The proposal made by FERC is for projects five megawatts or less, removable or able to shut down on relatively short notice, located in waters that have no sensitive designations, and for the purpose of testing new hydro technologies or determining appropriate sites for ocean, wave and tidal energy projects.

To date, the regulatory process has been one of the primary hurdles to the commercialization of offshore wave energy. Trial projects have taken years to move through the permitting process, taking away valuable time in enacting a technology that shows great promise in reducing dependence on fossil fuels.

“By proposing to reduce barriers in the permitting process for trial projects, the Commission is providing a framework for projects that fall within its jurisdiction, and for state-led initiatives as well,” Finavera Renewables CEO Jason Bak said. “FERC is providing a significant boost for the industry.”

As part of its proposal, FERC will convene a public hearing on licensing pilot projects in Portland, Oregon on Oct. 2, 2007.

“We look forward to the hearing in October and want to extend our thanks to the FERC commissioners and staff for the tremendous commitment they’ve shown to offshore wave energy development. This decision shows strong leadership in promoting a clean, environmentally friendly renewable energy source that has the potential to satisfy a significant portion of the total energy demand in the United States.”

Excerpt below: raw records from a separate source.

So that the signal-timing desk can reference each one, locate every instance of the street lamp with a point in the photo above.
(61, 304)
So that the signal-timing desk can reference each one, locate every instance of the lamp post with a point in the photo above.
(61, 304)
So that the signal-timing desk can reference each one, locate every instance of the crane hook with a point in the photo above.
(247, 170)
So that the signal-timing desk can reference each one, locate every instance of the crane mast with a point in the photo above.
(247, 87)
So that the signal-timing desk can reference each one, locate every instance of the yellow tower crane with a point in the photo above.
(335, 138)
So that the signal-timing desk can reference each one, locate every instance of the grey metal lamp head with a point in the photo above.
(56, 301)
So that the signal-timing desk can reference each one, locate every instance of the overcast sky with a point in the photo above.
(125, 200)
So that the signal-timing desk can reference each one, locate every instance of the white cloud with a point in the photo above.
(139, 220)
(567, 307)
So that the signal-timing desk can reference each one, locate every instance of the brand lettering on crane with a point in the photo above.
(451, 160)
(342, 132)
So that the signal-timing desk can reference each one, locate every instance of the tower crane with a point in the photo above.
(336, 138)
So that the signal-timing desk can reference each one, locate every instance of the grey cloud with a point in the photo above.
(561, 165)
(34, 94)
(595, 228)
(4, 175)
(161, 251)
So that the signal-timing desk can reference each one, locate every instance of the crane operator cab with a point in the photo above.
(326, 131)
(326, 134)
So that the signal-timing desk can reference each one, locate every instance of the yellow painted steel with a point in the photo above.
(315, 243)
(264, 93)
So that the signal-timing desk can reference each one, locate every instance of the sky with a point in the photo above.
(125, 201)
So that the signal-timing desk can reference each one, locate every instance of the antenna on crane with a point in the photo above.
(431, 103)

Finavera recently began construction of their second generation wave energy conversion device, the AquaBuOY 2.0 wave energy converter. Fabrication of the device is being carried out at Oregon Iron Works in Portland, Oregon. Finavera plans to deploy the test buoy later this year off the Oregon coast (see previous post).

Finavera recently received a preliminary permit from the Federal Energy Regulatory Committee (FERC) to explore a 100 MW wave energy project off the coast of Coos County, in southern Oregon (see previous post).

The company and it's now wholly owned subsidiary, AquaEnergy, have also been working for several years towards deployment of a pilot-scale (2 MW) wave energy park in Makah Bay off the northwestern tip of Washington state's Olympic Penninsula for several years (see previous post).

This sounds like good news to me. Without any buoy or turbines in the water, it is very difficult to both assess their performance and reliability in real-word conditions and to assess and study the potential environmental impacts of wave energy development. Streamlining permitting for small, pilot-scale projects will allow developers to get experience in the water while permitting agencies can gather data and real-world experience on the environmental impacts of wave energy buoys and tidal turbines.

Without this real-world experience, permitting agencies are largely relying on conjecture as to the impacts of the first proposed commercial-scale projects, which shouldn't put anyone at ease. The last thing the emerging wave or tidal energy industries need is the equivalent of an Altamont Pass on their hands, which is possible if commercial-scale projects are permitting without first studying the impacts of a few pilot-scale projects.

All in all, this is a good sign that the wave and tidal energy industries can move forward with proving both the reliability of their technology and it's environmentally benign nature.